Virtual machines - our Windows, Linux, Windows Phone emulator, Android emulators, iPhone & iPad simulators and 10.8 OSX configurations run as frozen disk images on virtual machines. These snapshotted images are reverted after each use to their original, frozen state. This has a number of benefits:
- Privacy. Any changes to the image are lost once the test session ends. This includes any browser data, history, cache, cookies, saved passwords, etc. All changes are lost, and the system reverts to its clean state.
- Flexibility. Since these machines are reverted back to their clean, pristine state after each use, we can allow you to make changes to them while testing. Need a different version of flash than the one install? You can change it. Need to test it with Adobe reader 10 instead of 11? You can change that too. Once you finish your test, however, the system will revert to its original, pristine state.
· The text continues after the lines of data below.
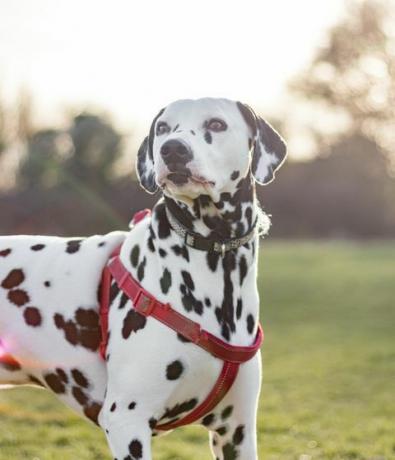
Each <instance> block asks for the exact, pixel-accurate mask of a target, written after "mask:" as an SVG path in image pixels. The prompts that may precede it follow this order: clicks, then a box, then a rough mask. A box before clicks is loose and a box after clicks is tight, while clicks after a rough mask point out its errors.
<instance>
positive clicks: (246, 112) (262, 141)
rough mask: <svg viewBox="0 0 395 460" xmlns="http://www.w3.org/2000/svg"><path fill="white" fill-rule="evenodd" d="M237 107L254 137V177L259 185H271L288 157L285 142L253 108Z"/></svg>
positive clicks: (238, 106)
mask: <svg viewBox="0 0 395 460" xmlns="http://www.w3.org/2000/svg"><path fill="white" fill-rule="evenodd" d="M237 106H238V108H239V110H240V112H241V114H242V115H243V118H244V120H245V121H246V123H247V124H248V126H249V127H250V130H251V134H252V136H253V139H252V144H253V152H252V161H251V172H252V175H253V176H254V178H255V180H256V181H257V182H258V184H261V185H266V184H269V183H270V182H271V181H272V180H273V179H274V173H275V171H276V170H277V169H278V168H279V167H280V166H281V165H282V164H283V162H284V160H285V157H286V155H287V147H286V145H285V142H284V140H283V138H282V137H281V136H280V134H278V132H277V131H276V130H275V129H274V128H273V127H272V126H270V125H269V123H268V122H267V121H265V120H264V119H263V118H261V117H258V116H257V115H256V114H255V112H254V111H253V110H252V109H251V107H249V106H248V105H246V104H242V103H241V102H237Z"/></svg>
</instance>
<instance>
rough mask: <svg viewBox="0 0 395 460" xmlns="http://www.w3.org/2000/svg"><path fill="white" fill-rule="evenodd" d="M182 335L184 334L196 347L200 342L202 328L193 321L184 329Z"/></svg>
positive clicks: (185, 326)
mask: <svg viewBox="0 0 395 460" xmlns="http://www.w3.org/2000/svg"><path fill="white" fill-rule="evenodd" d="M182 333H184V334H185V336H186V337H187V338H188V339H189V340H190V341H191V342H193V343H194V344H195V345H196V344H197V343H199V341H200V338H201V335H202V328H201V327H200V324H198V323H195V322H193V321H191V322H188V323H187V324H186V325H185V326H184V327H183V331H182Z"/></svg>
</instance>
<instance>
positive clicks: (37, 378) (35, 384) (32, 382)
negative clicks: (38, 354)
mask: <svg viewBox="0 0 395 460" xmlns="http://www.w3.org/2000/svg"><path fill="white" fill-rule="evenodd" d="M28 377H29V380H30V381H31V382H32V383H34V384H35V385H38V386H39V387H44V385H43V384H42V382H40V380H38V378H37V377H35V376H34V375H31V374H29V375H28Z"/></svg>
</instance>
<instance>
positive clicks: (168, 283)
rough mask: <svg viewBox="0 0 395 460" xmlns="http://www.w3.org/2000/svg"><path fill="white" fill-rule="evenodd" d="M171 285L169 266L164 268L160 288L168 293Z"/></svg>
mask: <svg viewBox="0 0 395 460" xmlns="http://www.w3.org/2000/svg"><path fill="white" fill-rule="evenodd" d="M170 286H171V273H170V272H169V270H168V269H167V268H165V269H164V270H163V275H162V278H161V279H160V288H161V290H162V292H163V294H167V293H168V292H169V289H170Z"/></svg>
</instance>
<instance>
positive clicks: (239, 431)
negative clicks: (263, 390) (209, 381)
mask: <svg viewBox="0 0 395 460" xmlns="http://www.w3.org/2000/svg"><path fill="white" fill-rule="evenodd" d="M260 361H261V357H260V353H258V354H257V355H256V356H255V357H254V358H253V359H252V360H251V361H249V362H248V363H246V364H243V365H242V366H241V367H240V371H239V376H238V378H237V380H236V382H235V383H234V386H233V388H232V389H231V390H230V392H229V393H228V395H226V397H225V398H224V399H223V401H221V404H220V405H219V406H218V407H216V408H215V409H214V410H213V412H211V413H210V414H208V415H207V416H206V417H205V418H204V419H203V421H202V422H203V424H204V425H205V426H206V427H207V428H208V429H209V430H210V447H211V450H212V453H213V456H214V458H215V459H216V460H233V459H236V458H237V460H257V459H258V452H257V437H256V418H257V406H258V397H259V390H260V381H261V364H260Z"/></svg>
Netbooted Macs - our OSX configurations (10.5.7, 10.5.8, 10.6, & 10.7) run on real, physical Mac minis. These Mac minis are netbooted from a frozen disk image. After each test, the system is rebooted and reverts to its original, pristine state. This provides all the protection, privacy, and flexibility inherent in our virtual machine environment.
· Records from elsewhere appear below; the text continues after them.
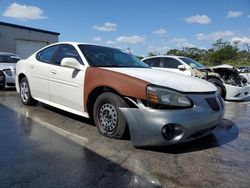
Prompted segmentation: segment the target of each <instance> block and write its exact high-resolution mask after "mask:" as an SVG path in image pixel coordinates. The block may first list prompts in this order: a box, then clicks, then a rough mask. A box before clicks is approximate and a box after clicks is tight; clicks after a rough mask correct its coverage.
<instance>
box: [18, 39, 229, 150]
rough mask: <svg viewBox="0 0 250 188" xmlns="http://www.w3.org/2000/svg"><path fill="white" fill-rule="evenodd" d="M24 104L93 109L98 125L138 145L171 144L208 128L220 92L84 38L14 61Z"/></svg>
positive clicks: (19, 90)
mask: <svg viewBox="0 0 250 188" xmlns="http://www.w3.org/2000/svg"><path fill="white" fill-rule="evenodd" d="M16 84H17V92H19V93H20V97H21V100H22V102H23V103H24V104H26V105H30V104H35V103H36V101H40V102H43V103H46V104H49V105H52V106H54V107H57V108H60V109H62V110H65V111H68V112H71V113H74V114H77V115H80V116H84V117H92V118H93V119H94V122H95V124H96V126H97V128H98V131H99V132H100V133H101V134H102V135H105V136H107V137H111V138H121V137H122V136H123V135H124V132H125V129H126V126H128V128H129V130H130V135H131V140H132V142H133V144H134V145H135V146H149V145H151V146H152V145H169V144H175V143H180V142H186V141H189V140H193V139H196V138H199V137H201V136H204V135H207V134H209V133H211V132H212V130H213V129H214V128H215V127H216V125H218V124H219V123H220V121H221V119H222V117H223V113H224V106H223V100H222V99H221V97H220V96H219V95H218V93H217V92H216V87H214V86H213V85H212V84H210V83H209V82H207V81H205V80H201V79H197V78H193V77H187V78H186V77H185V76H183V75H180V74H175V73H167V76H166V72H165V71H161V70H154V69H152V68H150V67H149V66H148V65H147V64H145V63H143V62H142V61H140V60H138V59H137V58H136V57H134V56H133V55H131V54H128V53H125V52H123V51H122V50H119V49H115V48H110V47H105V46H98V45H92V44H81V43H57V44H53V45H50V46H47V47H45V48H43V49H41V50H39V51H38V52H36V53H34V54H33V55H31V56H30V57H29V58H27V59H25V60H21V61H19V62H18V63H17V77H16Z"/></svg>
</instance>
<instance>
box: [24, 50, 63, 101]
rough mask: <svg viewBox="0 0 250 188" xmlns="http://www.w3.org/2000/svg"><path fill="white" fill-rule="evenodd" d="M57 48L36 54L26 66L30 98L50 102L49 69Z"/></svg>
mask: <svg viewBox="0 0 250 188" xmlns="http://www.w3.org/2000/svg"><path fill="white" fill-rule="evenodd" d="M57 48H58V46H57V45H55V46H50V47H48V48H45V49H43V50H41V51H40V52H38V53H37V55H36V57H35V60H34V61H33V60H32V61H30V62H29V64H28V70H29V78H28V81H29V85H30V90H31V93H32V96H33V97H35V98H39V99H40V100H45V101H50V96H49V93H48V78H49V74H48V73H49V72H48V71H49V67H50V62H51V60H52V57H53V56H54V53H55V51H56V50H57Z"/></svg>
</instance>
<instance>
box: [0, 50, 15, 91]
mask: <svg viewBox="0 0 250 188" xmlns="http://www.w3.org/2000/svg"><path fill="white" fill-rule="evenodd" d="M19 60H20V58H19V57H18V56H17V55H16V54H13V53H5V52H0V89H5V88H12V87H15V76H16V63H17V61H19Z"/></svg>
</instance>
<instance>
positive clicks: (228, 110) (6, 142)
mask: <svg viewBox="0 0 250 188" xmlns="http://www.w3.org/2000/svg"><path fill="white" fill-rule="evenodd" d="M225 105H226V113H225V117H224V120H223V122H222V123H221V124H220V125H219V126H218V127H217V128H216V129H215V130H214V132H213V134H211V135H208V136H206V137H204V138H201V139H198V140H195V141H192V142H188V143H183V144H178V145H174V146H168V147H153V148H152V147H147V148H134V147H133V146H132V144H131V142H130V140H129V139H125V140H116V139H109V138H105V137H103V136H100V135H99V133H98V132H97V130H96V127H95V126H93V123H92V122H91V121H90V120H88V119H85V118H82V117H79V116H74V115H72V114H70V113H66V112H63V111H61V110H58V109H55V108H53V107H49V106H47V105H44V104H41V103H38V105H37V106H35V107H27V106H23V105H22V104H21V102H20V99H19V97H18V96H17V94H16V92H15V91H0V187H27V186H28V187H250V176H249V174H250V157H249V156H250V123H249V122H250V98H249V99H247V100H246V101H243V102H239V103H235V102H226V104H225ZM51 127H56V128H58V129H60V130H65V131H67V132H68V133H70V134H71V133H72V135H77V136H79V137H81V138H84V139H83V140H84V142H82V141H81V140H80V141H79V140H77V141H76V140H74V139H75V138H74V139H70V138H71V137H70V136H71V135H69V134H66V136H62V135H63V134H61V135H60V134H58V133H57V132H55V131H54V130H55V129H54V128H53V129H51ZM76 138H77V137H76Z"/></svg>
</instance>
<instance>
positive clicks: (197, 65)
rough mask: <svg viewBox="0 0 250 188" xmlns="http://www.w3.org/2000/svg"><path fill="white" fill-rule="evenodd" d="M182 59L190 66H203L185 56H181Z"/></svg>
mask: <svg viewBox="0 0 250 188" xmlns="http://www.w3.org/2000/svg"><path fill="white" fill-rule="evenodd" d="M180 59H181V60H182V61H184V62H185V63H186V64H188V65H189V66H190V67H192V68H195V69H199V68H204V67H205V66H204V65H202V64H200V63H198V62H197V61H195V60H193V59H190V58H187V57H181V58H180Z"/></svg>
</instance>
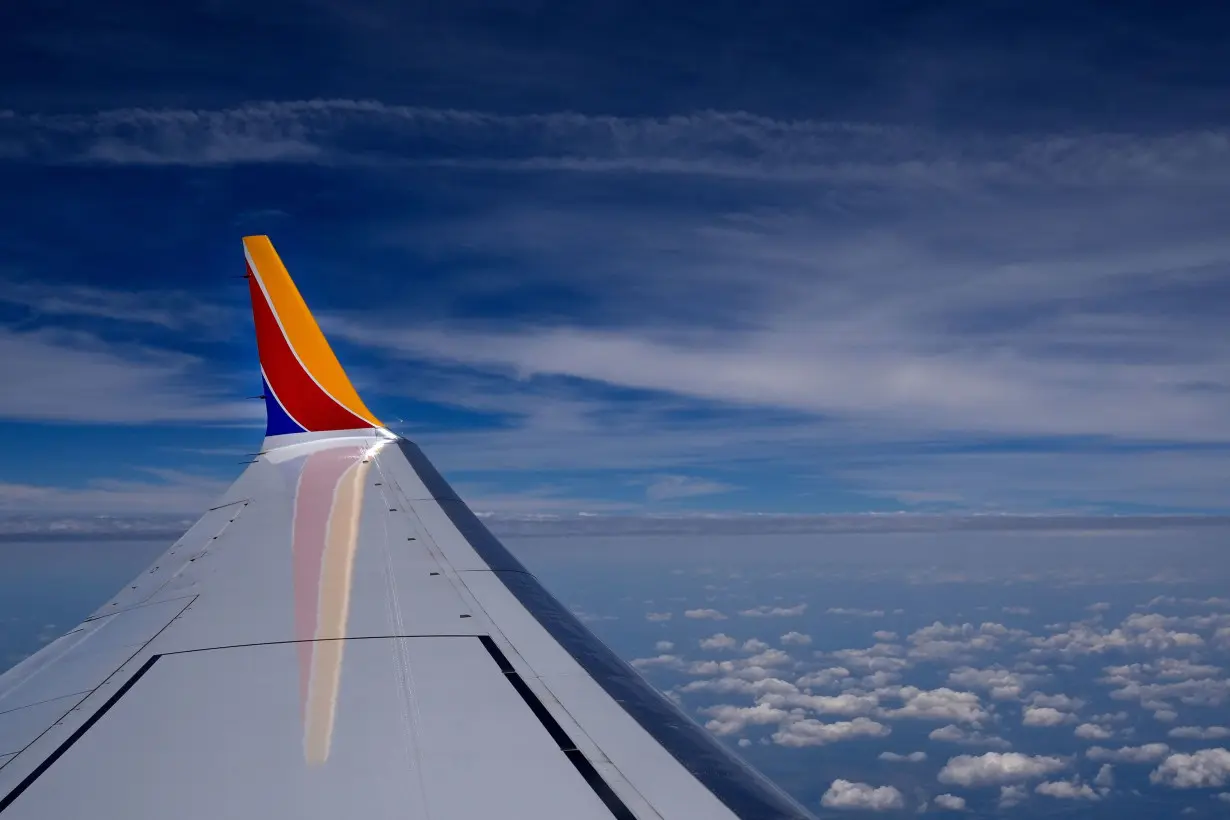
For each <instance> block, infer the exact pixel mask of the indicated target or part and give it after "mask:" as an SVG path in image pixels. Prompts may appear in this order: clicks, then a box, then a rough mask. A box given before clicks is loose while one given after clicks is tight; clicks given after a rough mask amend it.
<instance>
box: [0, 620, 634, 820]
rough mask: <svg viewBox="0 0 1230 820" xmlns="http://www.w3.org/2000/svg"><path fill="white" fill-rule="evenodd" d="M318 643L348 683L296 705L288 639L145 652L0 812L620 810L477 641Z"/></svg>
mask: <svg viewBox="0 0 1230 820" xmlns="http://www.w3.org/2000/svg"><path fill="white" fill-rule="evenodd" d="M323 644H328V645H327V647H326V645H323ZM315 649H316V650H317V652H333V653H337V654H338V655H342V656H344V668H341V669H342V675H343V676H344V680H346V684H347V685H346V686H341V687H328V685H327V684H322V686H325V688H328V690H330V691H331V695H332V697H310V698H309V700H308V701H306V702H305V703H303V704H300V703H299V702H298V701H299V698H298V697H295V692H296V690H298V676H299V664H300V658H299V650H298V647H295V645H292V644H273V645H260V647H239V648H230V649H213V650H202V652H187V653H178V654H165V655H156V656H154V658H156V663H151V661H146V664H145V666H144V669H145V670H146V671H145V674H144V675H141V676H140V679H139V680H138V681H137V682H135V684H134V685H133V686H130V687H129V688H128V691H127V692H124V693H123V695H122V697H119V698H118V700H114V701H111V704H109V707H107V708H106V711H105V712H103V713H102V714H101V716H100V717H98V718H97V719H96V720H95V722H93V723H92V725H90V727H89V730H87V731H85V733H81V734H80V735H77V736H76V738H75V739H71V735H70V736H69V740H71V743H69V745H68V746H65V745H64V743H65V741H63V740H60V741H59V745H58V746H57V749H58V750H59V755H58V757H57V759H55V762H54V766H49V767H47V768H46V770H44V771H42V772H41V773H38V776H37V777H36V778H33V779H32V781H28V782H27V783H26V786H25V788H22V789H21V793H20V794H17V795H16V797H15V798H14V799H12V800H11V805H9V808H7V809H6V811H5V815H4V816H5V820H10V819H11V818H75V816H117V818H119V816H125V818H153V816H167V815H173V816H177V818H183V819H185V820H194V819H200V820H204V819H213V818H253V819H255V818H280V816H293V818H299V819H301V820H312V819H316V818H320V819H321V820H325V819H333V818H338V816H362V818H365V819H373V820H379V819H380V818H389V819H390V820H391V819H394V818H397V819H405V818H423V819H427V818H485V816H501V818H513V819H517V818H524V819H526V820H529V819H531V818H534V819H539V818H569V819H576V820H609V819H610V818H611V816H619V815H613V811H611V810H610V808H609V806H608V805H606V804H605V803H604V802H603V799H601V797H600V795H599V794H598V793H597V792H595V789H594V788H593V786H592V784H590V783H588V782H587V781H585V778H584V777H582V776H581V775H579V773H578V771H577V770H576V767H574V766H573V765H572V763H571V762H569V760H568V757H567V756H566V755H565V754H561V749H560V744H558V743H557V740H556V738H555V736H554V735H552V733H551V731H550V730H549V729H547V728H546V727H545V725H544V724H542V722H541V720H540V718H539V717H538V716H535V713H534V711H533V709H531V708H529V707H528V704H526V703H525V701H524V700H523V697H522V696H520V693H519V692H518V691H517V688H515V687H514V686H513V685H512V684H510V682H509V680H508V676H507V675H506V674H504V671H503V670H502V669H501V668H499V665H498V663H497V661H496V660H494V659H493V658H492V655H491V654H490V653H488V650H487V649H486V648H485V647H483V645H482V643H481V642H480V639H478V638H476V637H450V638H405V639H403V638H381V639H369V641H363V639H354V641H338V642H319V643H317V644H316V647H315ZM407 676H408V677H407ZM314 685H315V684H314ZM186 693H191V697H188V696H186ZM105 706H106V704H102V706H100V707H98V708H100V709H102V708H103V707H105ZM253 727H260V730H258V731H253V730H252V728H253ZM55 740H59V739H58V738H55V739H48V744H50V743H53V741H55ZM121 750H125V751H128V754H122V755H121V754H118V752H119V751H121ZM625 816H631V815H625Z"/></svg>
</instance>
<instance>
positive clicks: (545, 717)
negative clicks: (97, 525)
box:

Physical iPhones, iPads, and Android devices - We are the only browser testing service to provide access to real, physical iPhones, iPads, and Android devices. There is no substitute for testing on the actual devices your customers will be using. These physical devices are locked down so only the browsers can be run. After each use, a clean script is run to remove all browser history, cache, cookies, and any other saved data. The device is then placed back in the pool for future use.

Network access
Our live tests are accessed by default with a Flash based vnc client utilizing web sockets over SSL (i.e. encrypted traffic over port 443). We also provide options to connect via the vnc protocol over port 80 or a randomized port range from 6020-6100.

Local Tunnels
CrossBrowserTesting.com allows you to test not only public sites, but also development and test sites within your network. This is accomplished with a signed java applet which you can run either inside your browser or from a command line. This applet creates a secure shell (SSH) tunnel from your machine to our server. When you launch a test in our system while you have a local tunnel connected, that browser sends all traffic via this secure tunnel to your machine, where the request is handled and sent back to the remote browser to be rendered. The tunnel is strictly limited to the user account that created the tunnel. To disconnect the tunnel, you can close the browser window it was launched from or stop the command line based java applet.

Test results
CrossBrowserTesting.com allows you to take snapshots and videos of live tests you run. These recordings are critical to the QA process, allowing you to document issues seen while testing and communicate them to the developers. In addition, you can capture network packet recordings of any tests, allowing you to see the http request stream from a page request. This is a great troubleshooting tool. The screenshot system also captures and saves both windowed and full page screenshots of the urls you test. All of this data is saved securely on Amazon S3.